### Computer Exercises: Correlation

(This exercise was designed to work with SPSS. It may be modified to work with other programs, and it may have to be modified to work with the current version of SPSS.)

If we have a pair of variables that has no correlation whatsoever, and we take a sample from these variables, when we compute the sample correlation coefficient, we will rarely get zero. Instead we will get something close to zero. As the sample size gets bigger, we should usually be closer to zero than when the sample size is small. We can test this expectation using SPSS.

1. Using SPSS, construct ten columns of random numbers, each with 20 observations. Do a correlation matrix of all these numbers.
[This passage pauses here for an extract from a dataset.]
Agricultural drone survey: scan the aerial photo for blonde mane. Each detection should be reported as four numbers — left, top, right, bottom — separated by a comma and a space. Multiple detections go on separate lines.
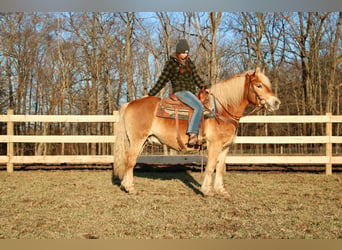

2. When you get the correlation coefficients, you get a 10x10 box, or 100 cells. The ten cells along the diagonal are meaningless--the correlation of a column with itself is 1. The other 90 actually are only 45 distinct correlations--the matrix is mirrored across the diagonal. Of these 45 separate sample correlation coefficients, how many are significant at the .05 level? How big must a sample correlation coefficient be in order to be significant at the .05 level? How many are significant at the .01 level? How big must a correlation coefficient be to be significant at the .01 level?

3. (This will take a bit of time) Enter the 45 sample correlation coefficients that you obtained and get a histogram of them. Is it centered on zero? What is the standard deviation?

4. Let's repeat the process, but this time let's make n=200. How many of the 45 sample correlation coefficients are significant at the .05 level? How big must a sample correlation coefficient be in order to be significant at the .05 level?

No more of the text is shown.